小桜こざくらさんの言うことも、もっともなのよね~……」

「他の〈主人公〉に頼るな、っていう?」

「そう。原則、自分の世界観の敵は自分で片付けるべき。近隣住民への被害も含めて」

「そりゃそーだよね」

 天ぷらうどんをかき込みながら夜崎が言う。天ぷらをかじると、まだつゆの染みていない衣がサクッと良い音を立てた。

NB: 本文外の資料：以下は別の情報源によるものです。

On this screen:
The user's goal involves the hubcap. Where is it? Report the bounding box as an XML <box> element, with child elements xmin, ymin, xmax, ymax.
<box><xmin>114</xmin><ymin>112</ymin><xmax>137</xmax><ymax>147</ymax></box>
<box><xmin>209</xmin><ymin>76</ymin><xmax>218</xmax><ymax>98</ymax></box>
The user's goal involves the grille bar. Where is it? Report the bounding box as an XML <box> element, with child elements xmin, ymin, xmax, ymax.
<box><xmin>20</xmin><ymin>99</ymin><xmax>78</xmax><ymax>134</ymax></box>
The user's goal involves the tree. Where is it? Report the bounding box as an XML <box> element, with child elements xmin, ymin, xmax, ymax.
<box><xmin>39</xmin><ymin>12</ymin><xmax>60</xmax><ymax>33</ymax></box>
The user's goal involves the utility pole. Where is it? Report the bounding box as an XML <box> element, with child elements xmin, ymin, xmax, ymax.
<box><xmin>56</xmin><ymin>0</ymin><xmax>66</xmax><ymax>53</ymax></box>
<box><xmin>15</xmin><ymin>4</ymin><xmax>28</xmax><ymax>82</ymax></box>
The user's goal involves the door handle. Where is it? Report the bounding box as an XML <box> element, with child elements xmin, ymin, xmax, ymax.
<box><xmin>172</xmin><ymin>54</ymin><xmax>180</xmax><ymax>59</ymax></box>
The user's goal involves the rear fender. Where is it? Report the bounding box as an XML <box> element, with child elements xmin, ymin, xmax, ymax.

「自分の獲物は自分でしとめろって、うちでもよく言われるよ。じゃなきゃ成長しないってさ。そんでしとめられるようになったら、そいつは次の世代に回せって」

「ん~……ま、そういうことよね。成長しない」

 如月もそこそこに同意しつつ、大きめに切ったパンケーキを頬ばる。

「まぁ、行くだけ行こうかなぁ……んん~、でもな~っ」

「でも?」

 俺も、自分の生姜焼き定食を咀嚼しながら尋ねた。

「赤坂って、ちょーっと大げさなところあるんだよね。盲目というか、ううん、だいぶ」

「だいぶ……大げさってことか?」

「というか、あの…………………………昔の私に、ちょっと似てるわ」


「ありゃま」

 オプションのおにぎりをかじっていた夜崎が、オバチャンみたいな声を上げる。以前ポコがちょっと言ってたことと照らし合わせるなら――

「あれか……よく突っ走って、ピンチになったり転んでたりしたってやつか……」

「な、なんでそんなに覚えてんの! でもそーよ。そういうことよ!」

 キレ気味に如月が返す。


 なんとなくだが、わかった気がする。

 如月と赤坂はどちらも市民の支持を得やすい戦隊モノで、でも決定的に違うところがある。それは説明しろと言われても、なかなか言葉にできることでもなく、一日二日じゃ見分けがつかないが、三日経てば大概誰でもわかることで――だから、クラスメイトたちも多分、如月と赤坂をどこか“似たようなモノ”と括りながらも、“全く違う思想”として捉えている。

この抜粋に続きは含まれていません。